Donna Jackson Nakazawa
Donna Jackson Nakazawa is an award-winning journalist and internationally-recognized speaker whose work explores the intersection of neuroscience, immunology, and human emotion. Her mission is to translate emerging science in ways that help individuals find new layers of healing.
She is the author of six books, including her newest, The Angel and the Assassin: The Tiny Brain Cell That Changed the Course of Medicine (Random House/Ballantine, 2020), which illuminates recent groundbreaking discoveries that elucidate the biological link between our physical and mental health. Hailed as “riveting,” “stunning,” and “visionary,” The Angel and the Assassin offers us a radically reconceived picture of human health.

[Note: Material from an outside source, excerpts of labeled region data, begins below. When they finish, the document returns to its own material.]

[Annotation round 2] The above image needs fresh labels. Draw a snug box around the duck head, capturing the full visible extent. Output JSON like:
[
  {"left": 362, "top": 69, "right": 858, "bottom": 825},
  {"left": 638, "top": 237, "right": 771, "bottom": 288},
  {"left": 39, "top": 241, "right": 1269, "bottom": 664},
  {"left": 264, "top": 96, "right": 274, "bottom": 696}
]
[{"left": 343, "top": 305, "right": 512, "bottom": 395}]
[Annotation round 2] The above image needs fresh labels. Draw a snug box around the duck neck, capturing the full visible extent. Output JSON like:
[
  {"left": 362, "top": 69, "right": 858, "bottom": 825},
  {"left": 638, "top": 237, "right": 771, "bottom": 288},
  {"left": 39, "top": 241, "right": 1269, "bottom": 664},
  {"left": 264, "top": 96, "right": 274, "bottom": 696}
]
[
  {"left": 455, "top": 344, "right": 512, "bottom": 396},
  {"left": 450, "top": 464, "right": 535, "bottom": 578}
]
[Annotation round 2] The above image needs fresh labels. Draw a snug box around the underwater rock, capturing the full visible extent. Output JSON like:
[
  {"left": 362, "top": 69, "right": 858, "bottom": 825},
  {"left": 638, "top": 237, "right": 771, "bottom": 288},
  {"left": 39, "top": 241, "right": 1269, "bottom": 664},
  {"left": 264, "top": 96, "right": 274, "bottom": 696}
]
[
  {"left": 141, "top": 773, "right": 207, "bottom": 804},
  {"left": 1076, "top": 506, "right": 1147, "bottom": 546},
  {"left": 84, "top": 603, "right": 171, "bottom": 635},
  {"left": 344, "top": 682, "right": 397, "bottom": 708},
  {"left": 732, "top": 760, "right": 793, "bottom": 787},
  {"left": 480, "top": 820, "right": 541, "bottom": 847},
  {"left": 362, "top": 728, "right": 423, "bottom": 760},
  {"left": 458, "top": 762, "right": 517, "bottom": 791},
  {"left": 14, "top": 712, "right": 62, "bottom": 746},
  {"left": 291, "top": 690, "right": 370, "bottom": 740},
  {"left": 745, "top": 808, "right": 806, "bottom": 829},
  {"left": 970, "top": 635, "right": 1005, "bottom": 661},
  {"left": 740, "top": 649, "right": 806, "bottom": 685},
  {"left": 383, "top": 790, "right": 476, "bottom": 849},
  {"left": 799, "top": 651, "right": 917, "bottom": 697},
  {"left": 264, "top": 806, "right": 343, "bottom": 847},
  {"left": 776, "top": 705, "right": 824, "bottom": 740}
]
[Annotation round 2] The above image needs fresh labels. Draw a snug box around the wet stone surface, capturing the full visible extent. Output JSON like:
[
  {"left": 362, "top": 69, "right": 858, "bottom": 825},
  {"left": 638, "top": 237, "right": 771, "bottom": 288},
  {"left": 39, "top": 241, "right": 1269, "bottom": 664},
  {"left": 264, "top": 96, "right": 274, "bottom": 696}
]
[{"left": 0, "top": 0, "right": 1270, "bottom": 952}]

Donna’s other books include Childhood Disrupted: How Your Biography Becomes Your Biology, and How You Can Heal (Atria/Simon & Schuster, 2015), The Last Best Cure (Hudson Street Press/Penguin, 2013), The Autoimmune Epidemic (Touchstone/Simon & Schuster, 2009), and Does Anybody Else Look Like Me? A Parent’s Guide to Raising Multicultural Children (Perseus, 2003).
Her writing has been published in Wired, The Boston Globe, Stat, The Washington Post, Health Affairs, Aeon, More, Parenting, AARP The Magazine, and Glamour. She has appeared on The Today Show, National Public Radio, NBC News, and ABC News.
Donna is a regular speaker at universities, conferences, and hospitals, including the 2020 Harvard Division of Science and Harvard Cabot Science Library Series, 2019 CarePlus Annual Conference, 2018 Rutgers University Behavioral Health Care Conference, 2018 Golisano Children’s Hospital Annual Pediatric Conference, 2017 Royal Society of Medicine SIRPA Conference on Chronic Pain and Emotion, 2017 Learning and the Brain Conference, 2016 Johns Hopkins Conference on Trauma-Informed Healing, and the 2012 International Congress on Autoimmunity.
She is also the founder and creator of Creating Your Healing Narrative: A Writing to Heal and Neural Re-Narrating™ Program. In this workshop—drawing upon her 30 years as a journalist eliciting interviewees’ most deeply felt emotions and insights, coupled with science-based expressive writing and mindfulness techniques—Donna teaches participants the process of “Neural Re-Narrating™.” She has offered this trauma-healing course to thousands of health care workers, physicians, practitioners, educators, and individuals facing high levels of stress on the front lines of the global pandemic.
Donna’s book, Childhood Disrupted, was a finalist for the 2016 Books for a Better Life Award. For written contributions to the field of immunity, she has received the international AESKU Award, which recognizes leaders in science communication; as well as the National Health Information Award, which recognizes the nation’s best magazine articles on health.
Donna has been the recipient of writing-in-residence fellowships at Yaddo, MacDowell, and the Virginia Center for the Creative Arts. She received her Bachelor of Arts from Duke University and is a graduate of the Radcliffe Publishing Procedures Program.
She lives with her family in Maryland.